PRIMES AUX FONCTIONNAIRES TERRITORIAUX : LE CONSEIL D’ÉTAT MET LES POINTS SUR LES « I »

Le Palais-Royal vient d’annuler l’arrêt d’une cour administrative d’appel qui avait ouvert la voie à une appréhension plus libérale du principe de parité entre fonctions publiques d’État et territoriale en matière de définition des conditions de versement du Rifseep. Explications.

Les marges de manœuvre accordées aux collectivités dans la fixation de leur régime indemnitaire resteront restreintes. Par une décision du lundi 22 novembre, le Conseil d’État a annulé un arrêt de la cour administrative d’appel de Nancy de novembre 2020 qui avait ouvert à la voix à une appréhension plus libérale du principe de parité entre fonctions publiques d’État et territoriale s’agissant des primes versées aux agents des collectivités. Et plus précisément des conditions de versement du fameux Rifseep, le régime indemnitaire tenant compte des fonctions, des sujétions, de l’expertise et de l’engagement professionnel.

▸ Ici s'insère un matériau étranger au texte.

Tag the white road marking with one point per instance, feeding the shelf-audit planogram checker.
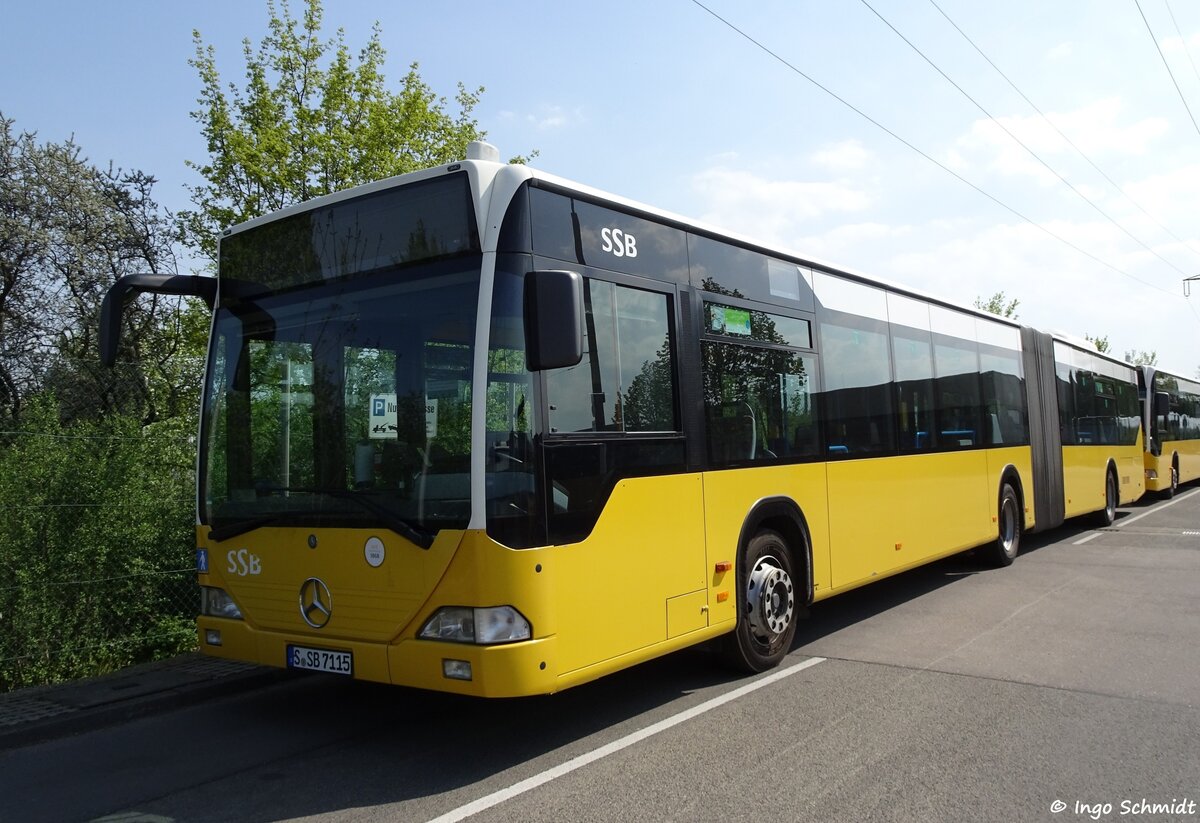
(496, 798)
(1138, 517)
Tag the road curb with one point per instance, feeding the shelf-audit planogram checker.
(46, 713)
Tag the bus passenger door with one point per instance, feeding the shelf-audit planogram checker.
(628, 522)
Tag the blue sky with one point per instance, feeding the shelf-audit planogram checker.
(664, 103)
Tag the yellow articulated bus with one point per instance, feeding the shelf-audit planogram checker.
(1171, 420)
(481, 430)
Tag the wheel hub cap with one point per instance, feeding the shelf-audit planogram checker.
(771, 599)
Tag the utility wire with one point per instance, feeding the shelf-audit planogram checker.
(1167, 65)
(1060, 132)
(1019, 140)
(927, 156)
(1182, 41)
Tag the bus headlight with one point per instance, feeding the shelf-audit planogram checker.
(483, 626)
(217, 602)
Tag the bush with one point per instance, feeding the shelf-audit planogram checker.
(96, 545)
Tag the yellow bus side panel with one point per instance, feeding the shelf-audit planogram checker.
(613, 588)
(1020, 458)
(897, 512)
(1188, 452)
(729, 498)
(1084, 467)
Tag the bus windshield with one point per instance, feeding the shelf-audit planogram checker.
(343, 403)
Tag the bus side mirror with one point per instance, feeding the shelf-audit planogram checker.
(553, 322)
(191, 286)
(1162, 404)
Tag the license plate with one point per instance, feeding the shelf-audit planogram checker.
(321, 660)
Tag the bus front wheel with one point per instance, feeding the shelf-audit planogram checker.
(1169, 492)
(767, 610)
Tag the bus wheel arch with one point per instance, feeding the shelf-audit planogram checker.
(774, 586)
(1009, 518)
(1108, 515)
(1169, 492)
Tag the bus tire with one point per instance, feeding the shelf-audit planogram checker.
(1008, 523)
(1105, 516)
(767, 606)
(1169, 492)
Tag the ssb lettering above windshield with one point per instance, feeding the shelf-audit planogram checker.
(617, 242)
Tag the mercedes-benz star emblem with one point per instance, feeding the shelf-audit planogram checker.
(316, 602)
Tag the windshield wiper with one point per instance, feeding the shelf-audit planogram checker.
(250, 524)
(411, 532)
(393, 521)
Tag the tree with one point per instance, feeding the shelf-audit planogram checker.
(1139, 358)
(67, 232)
(999, 304)
(312, 120)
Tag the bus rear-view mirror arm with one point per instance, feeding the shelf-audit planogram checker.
(553, 310)
(1162, 404)
(191, 286)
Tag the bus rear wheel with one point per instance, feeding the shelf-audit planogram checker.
(1105, 516)
(767, 610)
(1008, 522)
(1169, 492)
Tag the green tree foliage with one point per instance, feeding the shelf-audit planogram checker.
(999, 304)
(312, 119)
(67, 232)
(91, 516)
(96, 466)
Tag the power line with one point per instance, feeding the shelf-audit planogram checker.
(927, 156)
(1060, 132)
(1019, 140)
(1182, 41)
(1168, 66)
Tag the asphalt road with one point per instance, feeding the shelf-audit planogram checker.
(1065, 688)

Le ministère de la Cohésion des territoires et des Relations avec les collectivités territoriales s’était en effet pourvu en cassation contre cet arrêt par lequel la cour avait considéré que les collectivités territoriales pouvaient choisir d’accorder à leurs agents un régime plus avantageux que celui des agents de l’État sur certains points. À condition, néanmoins, que le plafond global du Rifseep fixé pour les agents de l’État ne soit pas dépassé.

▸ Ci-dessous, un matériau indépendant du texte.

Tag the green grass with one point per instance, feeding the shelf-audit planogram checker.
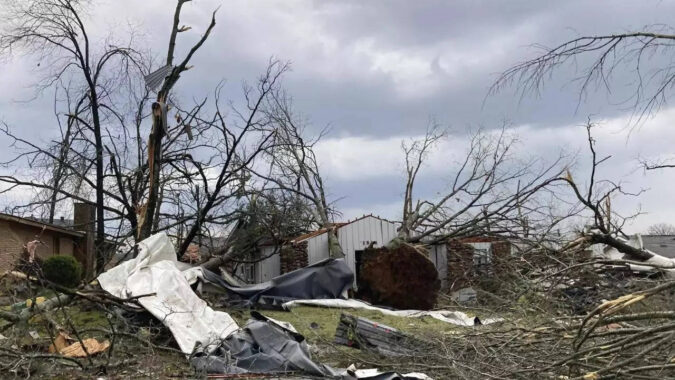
(319, 324)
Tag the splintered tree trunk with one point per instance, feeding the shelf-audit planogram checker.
(334, 248)
(147, 212)
(401, 277)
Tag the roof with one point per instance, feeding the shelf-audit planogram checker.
(337, 226)
(663, 245)
(38, 224)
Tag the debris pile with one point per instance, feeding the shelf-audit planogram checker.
(365, 334)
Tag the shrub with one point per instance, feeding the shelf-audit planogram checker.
(63, 270)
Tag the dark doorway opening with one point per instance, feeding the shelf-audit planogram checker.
(358, 261)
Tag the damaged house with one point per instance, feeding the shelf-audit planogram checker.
(457, 261)
(63, 237)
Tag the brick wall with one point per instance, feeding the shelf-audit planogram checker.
(13, 236)
(293, 256)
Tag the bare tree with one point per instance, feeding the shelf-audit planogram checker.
(607, 224)
(491, 192)
(598, 60)
(293, 165)
(661, 229)
(56, 32)
(159, 119)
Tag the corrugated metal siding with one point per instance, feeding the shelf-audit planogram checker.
(439, 256)
(352, 237)
(317, 248)
(268, 268)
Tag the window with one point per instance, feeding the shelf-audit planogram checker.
(482, 257)
(57, 245)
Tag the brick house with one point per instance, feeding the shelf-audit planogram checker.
(57, 238)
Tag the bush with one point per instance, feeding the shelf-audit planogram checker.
(63, 270)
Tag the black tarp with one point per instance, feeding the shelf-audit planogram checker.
(266, 346)
(327, 279)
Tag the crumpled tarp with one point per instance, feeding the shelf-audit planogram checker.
(262, 346)
(212, 339)
(330, 278)
(167, 295)
(268, 346)
(454, 317)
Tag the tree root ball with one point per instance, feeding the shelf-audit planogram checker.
(401, 277)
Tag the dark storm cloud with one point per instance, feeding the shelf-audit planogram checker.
(377, 69)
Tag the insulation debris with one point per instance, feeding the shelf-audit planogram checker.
(454, 317)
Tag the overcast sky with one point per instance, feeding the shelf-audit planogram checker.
(377, 71)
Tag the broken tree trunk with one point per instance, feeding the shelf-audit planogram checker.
(399, 276)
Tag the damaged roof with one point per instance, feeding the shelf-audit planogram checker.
(663, 245)
(337, 226)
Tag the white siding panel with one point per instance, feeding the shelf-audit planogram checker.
(268, 268)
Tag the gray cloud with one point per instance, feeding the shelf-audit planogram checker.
(374, 68)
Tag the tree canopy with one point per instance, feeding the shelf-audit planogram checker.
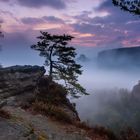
(60, 58)
(133, 6)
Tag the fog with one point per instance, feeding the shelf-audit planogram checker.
(104, 86)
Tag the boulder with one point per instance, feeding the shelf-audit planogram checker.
(19, 79)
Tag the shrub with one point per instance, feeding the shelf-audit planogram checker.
(51, 110)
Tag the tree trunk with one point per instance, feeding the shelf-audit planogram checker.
(50, 73)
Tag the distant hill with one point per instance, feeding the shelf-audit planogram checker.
(120, 58)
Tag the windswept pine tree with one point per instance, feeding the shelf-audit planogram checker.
(60, 58)
(133, 6)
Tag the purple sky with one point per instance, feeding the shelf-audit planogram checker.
(93, 23)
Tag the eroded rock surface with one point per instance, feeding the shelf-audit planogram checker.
(18, 79)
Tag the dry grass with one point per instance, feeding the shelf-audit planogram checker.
(51, 110)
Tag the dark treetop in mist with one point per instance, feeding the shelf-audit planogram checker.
(93, 22)
(132, 6)
(59, 57)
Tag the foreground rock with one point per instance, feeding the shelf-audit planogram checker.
(19, 79)
(20, 86)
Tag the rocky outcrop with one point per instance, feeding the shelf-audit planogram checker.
(18, 79)
(136, 91)
(21, 85)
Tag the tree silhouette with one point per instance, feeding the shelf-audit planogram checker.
(133, 6)
(59, 57)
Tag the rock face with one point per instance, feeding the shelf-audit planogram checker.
(136, 91)
(20, 85)
(18, 79)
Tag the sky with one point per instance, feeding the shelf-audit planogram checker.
(93, 23)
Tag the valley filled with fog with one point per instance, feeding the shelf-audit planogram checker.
(106, 88)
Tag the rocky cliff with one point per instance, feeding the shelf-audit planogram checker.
(20, 87)
(34, 108)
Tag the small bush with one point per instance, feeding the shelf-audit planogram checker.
(51, 110)
(4, 114)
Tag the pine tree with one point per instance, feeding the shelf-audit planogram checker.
(59, 57)
(133, 6)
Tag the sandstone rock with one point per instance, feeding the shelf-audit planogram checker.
(18, 79)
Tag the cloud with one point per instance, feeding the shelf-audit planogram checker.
(117, 27)
(56, 4)
(31, 20)
(42, 20)
(53, 19)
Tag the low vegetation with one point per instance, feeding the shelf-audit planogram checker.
(52, 111)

L’affaire portait sur une délibération prise par la commune ardennaises de Charleville-Mézières en 2017 et instituant au profit de ses agents ce régime indemnitaire comprenant deux éléments : une indemnité de fonctions, de sujétions et d’expertise (IFSE) et un complément indemnitaire annuel (CIA). L’État demandait l’annulation de cette délibération au motif qu’elle prévoyait le maintien du versement intégral de l’IFSE aux fonctionnaires placés en congé de longue durée ou en congé de longue maladie.

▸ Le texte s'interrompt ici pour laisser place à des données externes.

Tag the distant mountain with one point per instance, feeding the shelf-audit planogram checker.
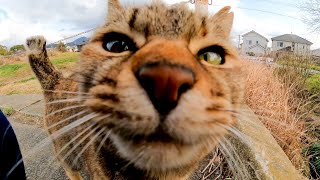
(79, 41)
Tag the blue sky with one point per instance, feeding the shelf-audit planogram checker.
(58, 19)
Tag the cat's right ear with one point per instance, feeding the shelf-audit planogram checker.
(115, 10)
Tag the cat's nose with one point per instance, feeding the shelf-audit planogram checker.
(165, 84)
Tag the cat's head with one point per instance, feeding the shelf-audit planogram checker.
(166, 78)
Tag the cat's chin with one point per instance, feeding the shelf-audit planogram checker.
(159, 155)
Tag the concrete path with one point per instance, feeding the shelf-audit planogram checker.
(38, 157)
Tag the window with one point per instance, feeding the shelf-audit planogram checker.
(279, 44)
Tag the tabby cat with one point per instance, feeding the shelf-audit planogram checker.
(153, 93)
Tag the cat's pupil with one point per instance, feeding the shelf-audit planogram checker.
(117, 46)
(205, 56)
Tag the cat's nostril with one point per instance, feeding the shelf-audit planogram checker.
(165, 84)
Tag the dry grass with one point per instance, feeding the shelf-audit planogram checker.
(275, 104)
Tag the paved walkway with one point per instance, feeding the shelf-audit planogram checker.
(29, 104)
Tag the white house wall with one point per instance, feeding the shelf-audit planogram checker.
(254, 38)
(298, 47)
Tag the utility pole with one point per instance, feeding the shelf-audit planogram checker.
(202, 6)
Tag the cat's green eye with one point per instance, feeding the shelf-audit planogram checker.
(213, 55)
(118, 43)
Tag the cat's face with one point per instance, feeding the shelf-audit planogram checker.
(168, 80)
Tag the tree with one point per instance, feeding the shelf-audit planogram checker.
(17, 48)
(311, 8)
(61, 47)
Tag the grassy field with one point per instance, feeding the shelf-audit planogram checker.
(17, 77)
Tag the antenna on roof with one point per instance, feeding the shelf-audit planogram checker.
(201, 5)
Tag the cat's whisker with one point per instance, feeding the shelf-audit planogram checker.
(79, 143)
(65, 109)
(67, 119)
(66, 101)
(67, 92)
(134, 159)
(94, 138)
(72, 125)
(69, 143)
(74, 139)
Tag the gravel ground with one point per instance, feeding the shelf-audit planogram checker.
(38, 158)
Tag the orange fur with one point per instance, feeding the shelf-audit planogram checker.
(109, 88)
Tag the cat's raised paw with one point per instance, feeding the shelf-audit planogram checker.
(36, 44)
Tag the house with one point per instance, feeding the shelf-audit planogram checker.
(254, 44)
(291, 43)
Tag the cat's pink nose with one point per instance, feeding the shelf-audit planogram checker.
(165, 84)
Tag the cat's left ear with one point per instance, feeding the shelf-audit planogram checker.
(222, 22)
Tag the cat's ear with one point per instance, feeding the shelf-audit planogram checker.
(222, 22)
(113, 4)
(115, 10)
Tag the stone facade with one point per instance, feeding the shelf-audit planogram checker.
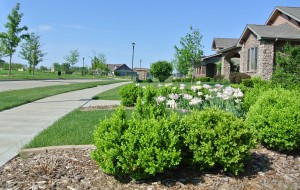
(225, 70)
(265, 57)
(249, 43)
(265, 60)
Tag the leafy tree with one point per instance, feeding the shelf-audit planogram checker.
(10, 40)
(31, 51)
(43, 68)
(190, 52)
(287, 71)
(66, 67)
(73, 57)
(57, 66)
(99, 63)
(161, 70)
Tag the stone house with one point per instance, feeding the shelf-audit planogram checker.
(256, 48)
(122, 69)
(142, 73)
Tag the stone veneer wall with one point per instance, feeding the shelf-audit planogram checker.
(225, 70)
(265, 59)
(250, 42)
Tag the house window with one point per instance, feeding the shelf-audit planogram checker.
(252, 59)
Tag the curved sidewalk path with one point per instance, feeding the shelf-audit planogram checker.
(20, 124)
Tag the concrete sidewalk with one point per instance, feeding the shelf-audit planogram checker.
(20, 124)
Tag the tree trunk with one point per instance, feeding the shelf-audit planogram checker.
(9, 68)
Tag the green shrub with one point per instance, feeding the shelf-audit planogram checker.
(161, 70)
(248, 83)
(187, 80)
(236, 78)
(276, 118)
(218, 78)
(140, 146)
(287, 70)
(217, 138)
(149, 80)
(129, 94)
(150, 146)
(251, 95)
(203, 79)
(107, 139)
(166, 90)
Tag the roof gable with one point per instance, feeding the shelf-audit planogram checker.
(292, 12)
(223, 43)
(283, 31)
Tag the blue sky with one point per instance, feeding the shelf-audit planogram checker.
(110, 26)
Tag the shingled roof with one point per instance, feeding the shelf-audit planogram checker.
(113, 67)
(292, 12)
(283, 31)
(223, 43)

Pas de régime plus favorable pour les territoriaux

Or, explique le Conseil d’État dans sa décision, la commune ardennaise “ne pouvait légalement prévoir le maintien de plein droit” de l’IFSE au profit de ses agents placés en tels congés. Le Palais-Royal ne nie pas pour autant que les dispositions statutaires relatives à la territoriale établissent “qu’il appartient à l’organe délibérant de chaque collectivité ou établissement public local de fixer lui-même la nature, les conditions d’attribution et le taux moyen des indemnités bénéficiant” à ses fonctionnaires.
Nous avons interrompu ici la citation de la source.